VON DER FLÜCHTLINGS- ZUR FURCHTKRISE: Das satt zweistellige Ergebnis für eine Rechtsaußen-Partei ist eine Zäsur in der bundesdeutschen Geschichte. Erstmals seit fast 60 Jahren sitzen nun Politiker mit offen rassistischen oder völkischen Weltbildern im Bundestag. Ermöglicht wurde das durch die Furcht vor überwiegend muslimischen Flüchtlingen und das ungelöste Integrationsproblem, vermischt mit der Sorge vor islamistischem Terror und Abstiegsängsten. Dieses Wahlkampfthema wischte sowohl konservative Behaglichkeits- und Sicherheitsversprechen vom Tisch als auch sozialdemokratischen Gerechtigkeitsappelle, es spielte der AfD in die Karten. Ergebnis: ein Rechtsruck wie noch nie zuvor, die Volksparteien äußerst schwach.

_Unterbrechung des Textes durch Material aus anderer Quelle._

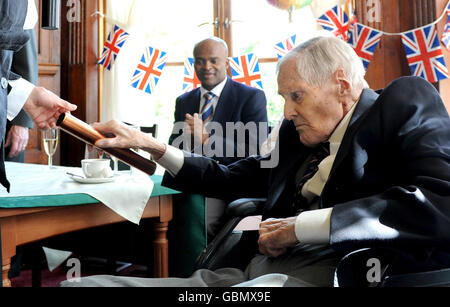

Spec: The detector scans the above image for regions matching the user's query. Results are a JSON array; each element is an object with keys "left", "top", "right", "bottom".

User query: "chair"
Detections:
[
  {"left": 194, "top": 198, "right": 265, "bottom": 271},
  {"left": 194, "top": 198, "right": 450, "bottom": 287}
]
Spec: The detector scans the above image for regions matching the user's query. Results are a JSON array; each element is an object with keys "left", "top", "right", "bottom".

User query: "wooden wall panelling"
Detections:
[
  {"left": 356, "top": 0, "right": 436, "bottom": 91},
  {"left": 60, "top": 0, "right": 99, "bottom": 167},
  {"left": 436, "top": 0, "right": 450, "bottom": 113}
]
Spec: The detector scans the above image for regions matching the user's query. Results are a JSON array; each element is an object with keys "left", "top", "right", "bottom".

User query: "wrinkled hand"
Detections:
[
  {"left": 258, "top": 216, "right": 299, "bottom": 258},
  {"left": 185, "top": 113, "right": 209, "bottom": 144},
  {"left": 5, "top": 125, "right": 29, "bottom": 158},
  {"left": 92, "top": 120, "right": 141, "bottom": 149},
  {"left": 92, "top": 120, "right": 166, "bottom": 160},
  {"left": 23, "top": 87, "right": 77, "bottom": 129}
]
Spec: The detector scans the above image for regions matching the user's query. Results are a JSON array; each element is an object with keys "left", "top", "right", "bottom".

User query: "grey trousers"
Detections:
[{"left": 60, "top": 244, "right": 341, "bottom": 287}]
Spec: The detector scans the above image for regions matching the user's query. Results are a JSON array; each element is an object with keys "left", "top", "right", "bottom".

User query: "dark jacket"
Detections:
[
  {"left": 163, "top": 76, "right": 450, "bottom": 273},
  {"left": 168, "top": 77, "right": 268, "bottom": 165}
]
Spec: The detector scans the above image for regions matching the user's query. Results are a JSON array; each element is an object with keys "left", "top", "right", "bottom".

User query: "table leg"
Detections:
[
  {"left": 2, "top": 263, "right": 11, "bottom": 287},
  {"left": 152, "top": 221, "right": 168, "bottom": 278}
]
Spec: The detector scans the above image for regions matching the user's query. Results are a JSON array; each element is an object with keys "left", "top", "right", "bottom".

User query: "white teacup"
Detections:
[{"left": 81, "top": 159, "right": 113, "bottom": 178}]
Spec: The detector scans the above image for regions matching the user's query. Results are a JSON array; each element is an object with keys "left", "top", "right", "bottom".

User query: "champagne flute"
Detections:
[
  {"left": 42, "top": 128, "right": 59, "bottom": 169},
  {"left": 111, "top": 155, "right": 119, "bottom": 175}
]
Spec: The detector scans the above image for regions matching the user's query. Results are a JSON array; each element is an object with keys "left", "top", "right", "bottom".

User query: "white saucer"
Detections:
[{"left": 69, "top": 175, "right": 115, "bottom": 184}]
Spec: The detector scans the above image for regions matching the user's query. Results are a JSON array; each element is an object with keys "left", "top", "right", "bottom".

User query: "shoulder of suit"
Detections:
[{"left": 176, "top": 87, "right": 200, "bottom": 102}]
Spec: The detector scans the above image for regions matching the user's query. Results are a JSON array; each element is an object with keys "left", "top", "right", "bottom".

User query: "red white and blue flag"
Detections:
[
  {"left": 274, "top": 34, "right": 297, "bottom": 59},
  {"left": 347, "top": 23, "right": 382, "bottom": 70},
  {"left": 401, "top": 24, "right": 449, "bottom": 83},
  {"left": 182, "top": 57, "right": 201, "bottom": 93},
  {"left": 317, "top": 5, "right": 350, "bottom": 41},
  {"left": 441, "top": 3, "right": 450, "bottom": 50},
  {"left": 131, "top": 46, "right": 168, "bottom": 95},
  {"left": 229, "top": 53, "right": 263, "bottom": 90},
  {"left": 98, "top": 24, "right": 130, "bottom": 70}
]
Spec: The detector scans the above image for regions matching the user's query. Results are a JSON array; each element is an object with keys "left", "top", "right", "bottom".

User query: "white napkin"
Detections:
[
  {"left": 1, "top": 162, "right": 154, "bottom": 224},
  {"left": 42, "top": 247, "right": 73, "bottom": 272}
]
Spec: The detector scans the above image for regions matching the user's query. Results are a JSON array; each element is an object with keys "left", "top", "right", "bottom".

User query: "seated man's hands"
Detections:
[
  {"left": 5, "top": 125, "right": 29, "bottom": 158},
  {"left": 23, "top": 87, "right": 77, "bottom": 129},
  {"left": 92, "top": 120, "right": 166, "bottom": 160},
  {"left": 258, "top": 216, "right": 299, "bottom": 258},
  {"left": 185, "top": 113, "right": 209, "bottom": 144}
]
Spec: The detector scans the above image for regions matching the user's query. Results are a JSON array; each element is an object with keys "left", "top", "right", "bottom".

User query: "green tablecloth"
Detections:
[
  {"left": 0, "top": 172, "right": 206, "bottom": 278},
  {"left": 0, "top": 175, "right": 179, "bottom": 208}
]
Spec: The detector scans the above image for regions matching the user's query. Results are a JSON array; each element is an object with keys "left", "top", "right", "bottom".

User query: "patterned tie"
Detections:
[
  {"left": 201, "top": 92, "right": 215, "bottom": 124},
  {"left": 292, "top": 142, "right": 330, "bottom": 214}
]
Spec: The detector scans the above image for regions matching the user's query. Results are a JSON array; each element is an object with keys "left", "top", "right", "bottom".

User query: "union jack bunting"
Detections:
[
  {"left": 98, "top": 24, "right": 130, "bottom": 70},
  {"left": 317, "top": 5, "right": 350, "bottom": 41},
  {"left": 347, "top": 23, "right": 382, "bottom": 70},
  {"left": 182, "top": 57, "right": 201, "bottom": 93},
  {"left": 131, "top": 46, "right": 168, "bottom": 95},
  {"left": 401, "top": 25, "right": 449, "bottom": 83},
  {"left": 441, "top": 3, "right": 450, "bottom": 50},
  {"left": 274, "top": 34, "right": 297, "bottom": 59},
  {"left": 229, "top": 53, "right": 263, "bottom": 90}
]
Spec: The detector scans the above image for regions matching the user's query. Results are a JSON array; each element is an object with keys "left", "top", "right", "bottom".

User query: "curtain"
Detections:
[{"left": 101, "top": 0, "right": 158, "bottom": 126}]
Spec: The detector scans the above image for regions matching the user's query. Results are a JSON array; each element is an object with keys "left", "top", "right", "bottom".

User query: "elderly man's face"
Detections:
[
  {"left": 278, "top": 57, "right": 345, "bottom": 147},
  {"left": 194, "top": 40, "right": 229, "bottom": 90}
]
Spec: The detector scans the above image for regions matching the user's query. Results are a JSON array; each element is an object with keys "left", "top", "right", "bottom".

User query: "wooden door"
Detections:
[{"left": 25, "top": 0, "right": 62, "bottom": 165}]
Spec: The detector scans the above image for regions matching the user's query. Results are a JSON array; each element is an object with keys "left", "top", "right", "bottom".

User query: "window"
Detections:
[{"left": 101, "top": 0, "right": 328, "bottom": 156}]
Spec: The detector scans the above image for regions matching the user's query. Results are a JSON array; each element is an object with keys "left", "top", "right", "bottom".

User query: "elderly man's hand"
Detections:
[
  {"left": 258, "top": 216, "right": 299, "bottom": 258},
  {"left": 23, "top": 87, "right": 77, "bottom": 129},
  {"left": 92, "top": 120, "right": 166, "bottom": 160},
  {"left": 5, "top": 125, "right": 29, "bottom": 158}
]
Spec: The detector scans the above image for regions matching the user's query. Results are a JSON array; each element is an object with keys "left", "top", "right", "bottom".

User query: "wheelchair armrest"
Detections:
[{"left": 226, "top": 198, "right": 266, "bottom": 217}]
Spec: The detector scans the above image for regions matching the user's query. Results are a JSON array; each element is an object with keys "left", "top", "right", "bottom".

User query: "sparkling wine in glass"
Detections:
[{"left": 42, "top": 128, "right": 59, "bottom": 169}]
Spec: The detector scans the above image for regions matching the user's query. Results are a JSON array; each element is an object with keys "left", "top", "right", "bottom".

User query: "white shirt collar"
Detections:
[
  {"left": 327, "top": 100, "right": 359, "bottom": 156},
  {"left": 200, "top": 77, "right": 228, "bottom": 99}
]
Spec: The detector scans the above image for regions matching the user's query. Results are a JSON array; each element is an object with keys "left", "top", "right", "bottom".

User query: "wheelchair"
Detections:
[{"left": 194, "top": 198, "right": 450, "bottom": 287}]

BRONZE GLÄNZT BESONDERS HELL: Wer gewinnt den Kampf um Platz drei - und macht sich damit entweder schick für eine Koalition mit Merkels Union oder aber für die Rolle des Oppositionsführers? Das war die spannendste Frage eines eher mauen Wahlkampfs. Nun wird es die AfD, mit der aber niemand koalieren will. Über ein Comeback jubeln kann die FDP - noch eine Partei also, die vor vier Jahren knapp an der Fünf-Prozent-Hürde gescheitert war. Dahinter knapp zurück bleiben Linke und Grüne, die seit 2013 als kleine Opposition der großen Koalition Kontra gegeben hatten. Rot-Rot-Grün, im Wahlkampfverlauf vollends verblasst, ist auch rechnerisch unmöglich.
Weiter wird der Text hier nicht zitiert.